Ketua Komisi E DPRD Jatim, Dr. Sri Untari Bisowarno, M.A.P., menegaskan bahwa upaya pengembangan tanaman obat bahan alam memerlukan komitmen penuh dan sinergi dari pemerintah daerah tingkat kabupaten/kota. Menurutnya, Kota Malang memiliki potensi besar untuk menjadi pusat industri dan pengolahan herbal.

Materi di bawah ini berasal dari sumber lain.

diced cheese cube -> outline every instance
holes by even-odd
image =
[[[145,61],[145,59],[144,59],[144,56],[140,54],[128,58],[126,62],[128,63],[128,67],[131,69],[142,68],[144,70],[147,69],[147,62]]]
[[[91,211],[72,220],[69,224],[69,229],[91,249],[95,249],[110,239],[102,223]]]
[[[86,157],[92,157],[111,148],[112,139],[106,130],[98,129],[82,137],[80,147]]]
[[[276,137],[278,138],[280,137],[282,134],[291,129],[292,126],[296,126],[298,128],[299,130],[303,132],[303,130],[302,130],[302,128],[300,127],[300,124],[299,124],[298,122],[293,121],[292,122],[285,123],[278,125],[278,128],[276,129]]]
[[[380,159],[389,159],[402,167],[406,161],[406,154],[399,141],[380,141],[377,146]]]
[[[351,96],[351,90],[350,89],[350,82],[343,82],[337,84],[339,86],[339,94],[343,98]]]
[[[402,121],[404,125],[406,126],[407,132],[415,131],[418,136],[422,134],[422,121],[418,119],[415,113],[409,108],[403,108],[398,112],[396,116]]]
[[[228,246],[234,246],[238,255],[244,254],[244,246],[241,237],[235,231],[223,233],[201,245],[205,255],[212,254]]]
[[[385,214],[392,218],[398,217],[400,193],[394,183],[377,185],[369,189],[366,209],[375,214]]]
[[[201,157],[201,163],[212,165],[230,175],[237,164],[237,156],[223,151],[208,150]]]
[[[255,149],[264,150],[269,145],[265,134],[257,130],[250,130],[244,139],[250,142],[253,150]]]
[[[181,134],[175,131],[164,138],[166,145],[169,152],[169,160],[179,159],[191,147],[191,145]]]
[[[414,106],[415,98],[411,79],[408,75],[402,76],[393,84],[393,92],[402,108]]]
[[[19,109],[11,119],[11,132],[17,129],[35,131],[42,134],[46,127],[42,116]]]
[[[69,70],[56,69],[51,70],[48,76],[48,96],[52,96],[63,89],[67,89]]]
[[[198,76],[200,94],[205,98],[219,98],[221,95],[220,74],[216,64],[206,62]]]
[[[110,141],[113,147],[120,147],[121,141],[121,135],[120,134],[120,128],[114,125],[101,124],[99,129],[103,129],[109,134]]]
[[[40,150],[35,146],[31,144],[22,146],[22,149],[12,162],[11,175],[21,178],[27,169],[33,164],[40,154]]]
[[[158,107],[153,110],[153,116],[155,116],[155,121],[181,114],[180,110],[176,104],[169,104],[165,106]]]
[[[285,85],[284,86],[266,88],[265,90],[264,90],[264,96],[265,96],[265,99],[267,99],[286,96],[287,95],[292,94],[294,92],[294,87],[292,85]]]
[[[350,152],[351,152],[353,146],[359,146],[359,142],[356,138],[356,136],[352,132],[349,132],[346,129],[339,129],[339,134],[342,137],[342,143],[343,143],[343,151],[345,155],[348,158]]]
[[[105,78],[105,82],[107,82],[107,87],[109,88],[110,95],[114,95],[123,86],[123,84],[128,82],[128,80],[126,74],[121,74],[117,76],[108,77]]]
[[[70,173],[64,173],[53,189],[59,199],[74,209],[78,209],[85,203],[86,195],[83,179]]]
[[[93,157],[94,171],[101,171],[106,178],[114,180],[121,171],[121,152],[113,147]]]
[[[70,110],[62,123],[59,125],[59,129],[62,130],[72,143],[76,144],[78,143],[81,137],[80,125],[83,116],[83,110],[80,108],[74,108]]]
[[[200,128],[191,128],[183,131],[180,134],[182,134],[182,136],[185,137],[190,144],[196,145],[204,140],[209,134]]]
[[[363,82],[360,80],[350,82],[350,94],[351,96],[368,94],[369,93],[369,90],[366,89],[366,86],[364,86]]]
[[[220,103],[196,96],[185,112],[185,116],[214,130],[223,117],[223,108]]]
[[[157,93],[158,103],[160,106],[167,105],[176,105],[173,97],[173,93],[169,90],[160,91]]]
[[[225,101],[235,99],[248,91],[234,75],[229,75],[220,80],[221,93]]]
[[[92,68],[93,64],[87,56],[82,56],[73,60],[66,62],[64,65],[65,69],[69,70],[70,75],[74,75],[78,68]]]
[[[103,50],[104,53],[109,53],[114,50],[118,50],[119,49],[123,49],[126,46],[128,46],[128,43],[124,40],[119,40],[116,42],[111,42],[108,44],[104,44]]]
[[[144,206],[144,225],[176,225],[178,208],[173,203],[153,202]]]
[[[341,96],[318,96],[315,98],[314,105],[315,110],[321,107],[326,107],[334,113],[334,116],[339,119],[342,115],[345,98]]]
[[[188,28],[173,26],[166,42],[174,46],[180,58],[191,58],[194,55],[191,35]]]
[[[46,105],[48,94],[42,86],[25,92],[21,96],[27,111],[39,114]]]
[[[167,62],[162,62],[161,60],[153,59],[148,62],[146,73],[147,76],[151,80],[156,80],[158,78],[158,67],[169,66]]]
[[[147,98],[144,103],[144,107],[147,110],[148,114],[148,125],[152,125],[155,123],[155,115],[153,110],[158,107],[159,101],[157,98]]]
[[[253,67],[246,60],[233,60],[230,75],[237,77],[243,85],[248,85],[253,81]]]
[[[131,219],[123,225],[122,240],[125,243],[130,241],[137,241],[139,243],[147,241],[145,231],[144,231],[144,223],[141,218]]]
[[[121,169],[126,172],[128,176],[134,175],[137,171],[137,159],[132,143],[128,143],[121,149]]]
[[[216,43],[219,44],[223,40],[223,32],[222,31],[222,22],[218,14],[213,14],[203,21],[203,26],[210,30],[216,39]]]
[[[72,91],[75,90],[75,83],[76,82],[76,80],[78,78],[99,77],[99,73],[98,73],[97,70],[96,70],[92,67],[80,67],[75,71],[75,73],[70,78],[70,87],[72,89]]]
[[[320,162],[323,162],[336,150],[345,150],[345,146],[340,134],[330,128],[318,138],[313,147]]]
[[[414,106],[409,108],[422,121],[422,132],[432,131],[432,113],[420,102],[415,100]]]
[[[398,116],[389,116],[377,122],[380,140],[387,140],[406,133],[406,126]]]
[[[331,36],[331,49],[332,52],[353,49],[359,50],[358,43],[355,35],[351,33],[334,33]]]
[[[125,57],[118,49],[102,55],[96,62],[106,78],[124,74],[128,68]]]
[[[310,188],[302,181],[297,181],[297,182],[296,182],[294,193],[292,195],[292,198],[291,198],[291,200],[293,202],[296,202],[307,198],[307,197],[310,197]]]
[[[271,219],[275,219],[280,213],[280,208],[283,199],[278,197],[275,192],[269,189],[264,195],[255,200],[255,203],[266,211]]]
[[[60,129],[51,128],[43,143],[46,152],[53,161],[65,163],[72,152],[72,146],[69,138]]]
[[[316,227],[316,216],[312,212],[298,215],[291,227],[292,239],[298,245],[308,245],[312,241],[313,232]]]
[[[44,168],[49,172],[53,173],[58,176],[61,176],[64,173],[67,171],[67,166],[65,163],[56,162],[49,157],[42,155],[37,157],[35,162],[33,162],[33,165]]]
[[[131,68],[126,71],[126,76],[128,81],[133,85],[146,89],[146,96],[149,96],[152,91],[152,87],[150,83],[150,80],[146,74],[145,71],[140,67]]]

“Kota Malang bisa menjadi pusat industri obat bahan alam, seperti mendirikan pabrik atau fasilitas pengolahan. Ini adalah bagian dari cara kita mendasari tata kelola pemerintahan ke depan agar memiliki misi menyehatkan masyarakat secara mudah, murah, dan memberdayakan seluruh entitas, mulai dari petani, UMKM, hingga apoteker,” terang Sri Untari.
Pihaknya juga mengusulkan agar Dinas Kesehatan Kota Malang menyiapkan salah satu Puskesmas sebagai percontohan (pilot project) yang memiliki layanan khusus pojok obat bahan alam, herbal, hingga terapi tradisional terintegrasi seperti bekam dan akupunktur. Jika program percontohan ini berhasil, layanan serupa dapat direplikasi di Puskesmas lainnya.
Kepala Dinas Kesehatan (Kadinkes) Kota Malang, dr.H.Husnul Muarif, menyambut positif arahan serta masukan dari Komisi E DPRD Jatim. Pihaknya menyatakan kesiapan untuk mengolaborasikan dinas-dinas terkait guna memetakan potensi 16 Puskesmas di Kota Malang.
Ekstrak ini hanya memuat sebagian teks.